In the late 1980s, the U.S. South emerged as the top region in the country for privatization. The main form privatization has taken in the region has been in the form of contracting out. Nine southern states showed significant efforts to privatize public transportation. Water systems and social services are also targets of this policy.

The decline in federal aid to support public services coupled with the massive tax breaks and subsidies given to attract private industries to various states, have been key to underpinning the trends in the South toward privatization.

Moreover, the lack of unionization in the region weakens the ability of impoverished Southern workers and the U.S. national trade union movement as a whole to effectively combat the forces of globalization.

The South has always featured a conservative political climate, designed to limit union power in the region. Right-to-work laws have been especially crippling, forcing unions to represent nonmembers. In twelve Southern states, including the District of Columbia, there are roughly only 2.3 million dues-paying members, yet these same unions must represent over 2.7 million workers in their bargaining units. This is not only a drain on minimal resources, but also directly undermines the collective strength of local unions, giving undue advantage to the employer.

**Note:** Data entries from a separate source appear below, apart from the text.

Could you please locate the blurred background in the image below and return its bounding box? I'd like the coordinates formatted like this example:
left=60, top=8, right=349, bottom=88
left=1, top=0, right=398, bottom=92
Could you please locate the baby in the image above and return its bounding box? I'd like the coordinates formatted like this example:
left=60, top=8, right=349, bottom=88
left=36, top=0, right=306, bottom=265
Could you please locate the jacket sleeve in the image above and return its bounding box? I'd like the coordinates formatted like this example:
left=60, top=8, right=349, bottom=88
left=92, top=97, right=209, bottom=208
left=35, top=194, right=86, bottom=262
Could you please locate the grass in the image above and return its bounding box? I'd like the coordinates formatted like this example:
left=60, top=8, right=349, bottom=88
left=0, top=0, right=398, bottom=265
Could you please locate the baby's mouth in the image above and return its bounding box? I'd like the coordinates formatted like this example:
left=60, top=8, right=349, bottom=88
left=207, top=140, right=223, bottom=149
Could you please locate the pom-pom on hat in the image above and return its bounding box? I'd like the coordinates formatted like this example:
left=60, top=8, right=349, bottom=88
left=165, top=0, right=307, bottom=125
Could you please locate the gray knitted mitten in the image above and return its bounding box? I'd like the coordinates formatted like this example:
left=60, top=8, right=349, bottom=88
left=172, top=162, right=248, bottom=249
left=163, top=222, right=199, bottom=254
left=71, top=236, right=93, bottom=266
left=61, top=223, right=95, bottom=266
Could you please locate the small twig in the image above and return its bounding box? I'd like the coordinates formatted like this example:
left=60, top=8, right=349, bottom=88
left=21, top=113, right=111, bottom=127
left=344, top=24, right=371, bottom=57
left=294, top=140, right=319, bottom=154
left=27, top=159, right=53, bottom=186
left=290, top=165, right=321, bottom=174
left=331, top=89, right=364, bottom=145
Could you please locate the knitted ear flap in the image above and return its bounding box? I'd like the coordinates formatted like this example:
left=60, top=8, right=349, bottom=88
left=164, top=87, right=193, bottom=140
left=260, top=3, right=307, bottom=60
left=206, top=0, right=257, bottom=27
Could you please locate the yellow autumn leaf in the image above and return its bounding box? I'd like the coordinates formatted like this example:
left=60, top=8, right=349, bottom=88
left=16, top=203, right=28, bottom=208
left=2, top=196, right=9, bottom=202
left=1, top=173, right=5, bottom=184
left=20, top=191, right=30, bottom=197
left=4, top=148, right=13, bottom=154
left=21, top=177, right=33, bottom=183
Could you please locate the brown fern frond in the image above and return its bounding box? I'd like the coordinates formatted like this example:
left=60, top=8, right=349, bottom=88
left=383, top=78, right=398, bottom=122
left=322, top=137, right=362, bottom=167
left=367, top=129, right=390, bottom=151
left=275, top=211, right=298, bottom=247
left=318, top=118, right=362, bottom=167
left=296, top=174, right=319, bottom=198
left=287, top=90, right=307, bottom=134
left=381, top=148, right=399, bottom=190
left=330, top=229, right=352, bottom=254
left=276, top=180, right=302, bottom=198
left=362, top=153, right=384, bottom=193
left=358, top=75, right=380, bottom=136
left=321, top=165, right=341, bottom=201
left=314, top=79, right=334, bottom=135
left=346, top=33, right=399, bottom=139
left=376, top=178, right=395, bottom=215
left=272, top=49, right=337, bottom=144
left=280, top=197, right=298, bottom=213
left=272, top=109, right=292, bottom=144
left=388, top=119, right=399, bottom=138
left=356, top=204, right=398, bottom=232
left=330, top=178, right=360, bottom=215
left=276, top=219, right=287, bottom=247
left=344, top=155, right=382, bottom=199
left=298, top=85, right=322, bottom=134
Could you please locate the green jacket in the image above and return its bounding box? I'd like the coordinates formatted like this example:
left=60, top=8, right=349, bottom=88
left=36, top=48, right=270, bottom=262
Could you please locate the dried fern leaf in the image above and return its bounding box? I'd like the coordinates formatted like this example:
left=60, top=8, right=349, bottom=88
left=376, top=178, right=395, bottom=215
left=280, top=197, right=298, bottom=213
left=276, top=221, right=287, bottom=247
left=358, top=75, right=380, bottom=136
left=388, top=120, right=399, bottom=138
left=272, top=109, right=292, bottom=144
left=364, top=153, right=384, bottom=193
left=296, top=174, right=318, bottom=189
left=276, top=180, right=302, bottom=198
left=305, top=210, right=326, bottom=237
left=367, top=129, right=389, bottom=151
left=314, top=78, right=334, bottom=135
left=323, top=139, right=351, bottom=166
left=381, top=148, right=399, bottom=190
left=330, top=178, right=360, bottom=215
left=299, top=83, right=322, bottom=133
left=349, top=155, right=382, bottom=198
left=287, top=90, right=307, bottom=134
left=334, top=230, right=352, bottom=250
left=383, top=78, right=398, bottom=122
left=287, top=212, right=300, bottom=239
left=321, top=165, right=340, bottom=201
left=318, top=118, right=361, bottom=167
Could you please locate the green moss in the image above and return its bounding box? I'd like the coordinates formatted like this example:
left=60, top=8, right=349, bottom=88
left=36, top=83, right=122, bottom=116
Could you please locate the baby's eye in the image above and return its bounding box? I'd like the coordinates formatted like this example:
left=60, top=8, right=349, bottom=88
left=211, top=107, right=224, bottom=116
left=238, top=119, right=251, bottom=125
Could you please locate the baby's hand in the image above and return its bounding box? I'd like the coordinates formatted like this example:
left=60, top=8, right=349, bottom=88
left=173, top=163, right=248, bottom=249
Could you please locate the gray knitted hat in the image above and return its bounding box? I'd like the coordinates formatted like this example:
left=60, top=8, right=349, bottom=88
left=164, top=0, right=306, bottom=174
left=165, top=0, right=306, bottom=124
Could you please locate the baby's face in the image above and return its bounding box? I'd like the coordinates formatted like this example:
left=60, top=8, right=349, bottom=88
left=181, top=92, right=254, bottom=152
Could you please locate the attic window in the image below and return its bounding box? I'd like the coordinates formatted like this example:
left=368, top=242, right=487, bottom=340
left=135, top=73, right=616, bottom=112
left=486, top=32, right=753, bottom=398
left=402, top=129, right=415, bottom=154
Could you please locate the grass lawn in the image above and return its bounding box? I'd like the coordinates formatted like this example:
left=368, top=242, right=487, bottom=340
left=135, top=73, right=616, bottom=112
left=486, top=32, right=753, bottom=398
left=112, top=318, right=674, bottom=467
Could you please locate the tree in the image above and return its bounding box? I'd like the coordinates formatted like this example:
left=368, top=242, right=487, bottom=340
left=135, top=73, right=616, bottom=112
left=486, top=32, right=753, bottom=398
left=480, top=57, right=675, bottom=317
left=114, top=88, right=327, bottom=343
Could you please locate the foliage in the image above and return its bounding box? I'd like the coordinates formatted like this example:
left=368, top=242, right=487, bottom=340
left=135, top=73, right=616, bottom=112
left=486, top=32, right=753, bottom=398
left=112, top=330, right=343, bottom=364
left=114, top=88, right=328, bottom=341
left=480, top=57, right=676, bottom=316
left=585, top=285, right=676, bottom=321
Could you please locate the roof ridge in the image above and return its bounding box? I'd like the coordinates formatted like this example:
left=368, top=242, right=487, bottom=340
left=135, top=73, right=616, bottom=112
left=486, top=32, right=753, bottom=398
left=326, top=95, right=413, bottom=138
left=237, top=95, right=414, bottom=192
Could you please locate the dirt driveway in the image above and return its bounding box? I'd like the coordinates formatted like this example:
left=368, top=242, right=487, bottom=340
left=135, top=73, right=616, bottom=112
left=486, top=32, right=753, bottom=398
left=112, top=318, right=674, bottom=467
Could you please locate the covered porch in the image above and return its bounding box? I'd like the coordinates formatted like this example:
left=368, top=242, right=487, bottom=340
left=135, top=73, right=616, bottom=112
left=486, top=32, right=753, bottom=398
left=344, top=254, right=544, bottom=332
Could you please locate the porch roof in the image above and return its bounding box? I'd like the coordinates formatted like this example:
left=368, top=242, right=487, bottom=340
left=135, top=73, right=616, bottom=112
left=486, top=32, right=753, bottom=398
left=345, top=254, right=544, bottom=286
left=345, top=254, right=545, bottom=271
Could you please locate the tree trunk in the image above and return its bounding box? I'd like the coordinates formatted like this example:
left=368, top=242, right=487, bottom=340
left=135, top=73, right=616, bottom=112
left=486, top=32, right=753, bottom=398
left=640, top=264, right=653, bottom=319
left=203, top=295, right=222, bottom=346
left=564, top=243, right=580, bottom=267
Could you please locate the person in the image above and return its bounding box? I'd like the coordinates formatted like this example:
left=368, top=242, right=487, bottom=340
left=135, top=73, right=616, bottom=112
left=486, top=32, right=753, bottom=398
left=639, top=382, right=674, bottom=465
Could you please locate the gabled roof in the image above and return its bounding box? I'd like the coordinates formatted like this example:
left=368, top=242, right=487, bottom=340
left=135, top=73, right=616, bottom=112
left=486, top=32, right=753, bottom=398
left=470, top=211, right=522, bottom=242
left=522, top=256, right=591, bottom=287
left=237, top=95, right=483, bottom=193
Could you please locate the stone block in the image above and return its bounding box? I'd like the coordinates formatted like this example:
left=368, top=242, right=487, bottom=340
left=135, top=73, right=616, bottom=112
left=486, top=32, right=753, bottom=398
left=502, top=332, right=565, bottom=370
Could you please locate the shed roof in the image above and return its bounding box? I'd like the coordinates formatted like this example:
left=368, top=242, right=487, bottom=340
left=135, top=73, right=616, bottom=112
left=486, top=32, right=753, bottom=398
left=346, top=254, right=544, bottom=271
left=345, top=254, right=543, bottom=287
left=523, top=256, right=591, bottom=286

Political powerlessness for the African-American population in the South is also a feature of the Southern political climate, reinforced by international trends and policies of globalization. Majority Black congressional districts from North Carolina to Louisiana have been targeted for elimination in an increasingly conservative political climate.

Finally, the role of gender issues in the globalized economy is also reflected in the conditions of Southern working people. Black women bear the brunt of economic exploitation, suffering the lowest per capita income of any sector of the U.S. landscape. Forty-five percent of Southern black families are headed by single women, whose median income was only $12,000 in 1993.

As one astute analyst framed it in the excellent anthology Creating a New World Economy: “Global militarization, the environmental crisis, global inequality, U.S. economic decline, and corporate control over the economy illustrate the profound ways in which global and domestic problems interact and the ways in which the solutions to global problems depend on solutions to domestic ones and vice versa.

“In short, to solve the problems we face, we must think locally and globally at the same time if we are to act at all. This means that progressive analysis and discussion of the global economy is now more important than ever.”